Fair-share enforcement sometimes creates surprising situations. A team might request more resources than their fair-share quota, expecting queuing. Instead, ArgoJobs get rejected outright if they exceed quota. Understanding your fair-share configuration and limits prevents surprises. Teams should know their guaranteed quota, their burst quota, and what happens when they exceed both.

Preemption timeout failures are worth investigating. A job marked for preemption receives a grace period to shutdown gracefully. If a pod doesn't shutdown within that time, KAI forcefully kills it, wasting any in-progress work. Long grace periods delay other jobs from starting. Short grace periods cause more work to be lost. Finding the right grace period requires understanding your models' checkpointing behavior and recovery time.

Scaling KAI Beyond Single Clusters

As your GPU infrastructure grows to multiple clusters, KAI's scheduling capabilities extend across sites. This is where the system gets genuinely sophisticated. A unified queue receives jobs from any cluster. The meta-scheduler determines which physical cluster should run each job based on current availability, job requirements, and team priorities.

This multi-cluster setup is valuable when you have heterogeneous hardware. Your on-premise cluster might be optimized for training - many A100s, high-bandwidth networking. Your cloud cluster might be optimized for inference serving - H100s, lower latency requirements. The meta-scheduler understands these characteristics and routes jobs appropriately.
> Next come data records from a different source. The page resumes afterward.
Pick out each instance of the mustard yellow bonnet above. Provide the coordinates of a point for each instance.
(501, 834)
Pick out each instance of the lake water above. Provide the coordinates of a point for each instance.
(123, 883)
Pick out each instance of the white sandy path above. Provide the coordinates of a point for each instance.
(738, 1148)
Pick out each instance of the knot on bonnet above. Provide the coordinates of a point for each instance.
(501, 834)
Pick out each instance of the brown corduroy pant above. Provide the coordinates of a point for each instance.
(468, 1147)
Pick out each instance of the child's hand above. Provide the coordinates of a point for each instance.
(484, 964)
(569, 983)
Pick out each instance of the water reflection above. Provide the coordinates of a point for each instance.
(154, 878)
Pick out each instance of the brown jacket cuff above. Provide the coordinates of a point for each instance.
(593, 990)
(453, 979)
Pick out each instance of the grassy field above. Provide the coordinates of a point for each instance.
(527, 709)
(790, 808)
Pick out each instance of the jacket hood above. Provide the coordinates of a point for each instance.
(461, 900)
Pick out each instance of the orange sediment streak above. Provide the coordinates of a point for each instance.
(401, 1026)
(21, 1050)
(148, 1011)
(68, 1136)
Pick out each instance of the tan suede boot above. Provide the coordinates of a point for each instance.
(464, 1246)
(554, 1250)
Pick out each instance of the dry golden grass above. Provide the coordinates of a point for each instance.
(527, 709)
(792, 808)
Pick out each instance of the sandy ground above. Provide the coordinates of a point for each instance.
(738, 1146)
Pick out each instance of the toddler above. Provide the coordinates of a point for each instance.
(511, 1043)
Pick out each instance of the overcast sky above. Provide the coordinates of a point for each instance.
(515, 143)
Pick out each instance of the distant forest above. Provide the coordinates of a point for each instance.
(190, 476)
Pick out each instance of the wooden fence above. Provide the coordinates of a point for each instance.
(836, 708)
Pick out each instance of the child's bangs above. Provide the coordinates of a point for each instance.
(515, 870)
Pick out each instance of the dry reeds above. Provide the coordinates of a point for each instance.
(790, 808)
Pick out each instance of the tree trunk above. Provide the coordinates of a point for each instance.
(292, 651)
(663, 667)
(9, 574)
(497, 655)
However, multi-cluster introduces consistency challenges. Job IDs must be globally unique. State must be synchronized across schedulers. Quota tracking must be consistent globally. Failures in inter-cluster communication might leave jobs stuck or double-scheduled. Mature multi-cluster deployments implement careful monitoring and reconciliation logic to catch and fix these issues.

The Cost-Benefit Analysis of Sophisticated Scheduling

Implementing KAI requires engineering effort. You need cluster infrastructure expertise, scheduler understanding, and operational discipline. For smaller organizations with straightforward workload patterns, simpler scheduling might suffice. But the ROI calculation is compelling: if KAI increases utilization from 40% to 75%, that's roughly doubling your effective GPU capacity without buying more hardware. That's millions of dollars in value from dozens of engineering hours. The math is hard to argue with.

But implementation success requires commitment. You can't deploy KAI and expect miracles without adjusting how teams submit jobs. You need to educate teams about gang scheduling, about fair-share quotas, about preemption. You need operational processes for handling queue buildup and capacity planning. You need robust monitoring to catch scheduling anomalies. Without this supporting infrastructure, KAI becomes a tool gathering dust instead of an asset generating value.

The Path Forward: Making Your GPU Investment Pay

Building a sophisticated scheduler like KAI isn't about technical elegance. It's about making your hardware investments actually work. Every GPU you buy is a commitment. The commitment only pays off if you use them well. Poor scheduling means you're paying for GPUs that sit idle despite appearing busy. Great scheduling means you're truly utilizing what you've paid for.

The path forward is clear: implement intelligent gang scheduling to eliminate partial job waste, implement fair-share quotas to prevent team starvation, implement preemption to maintain SLAs while running full utilization, and implement monitoring to catch problems before they become disasters. These aren't nice-to-have optimizations. They're the foundation of a working GPU infrastructure.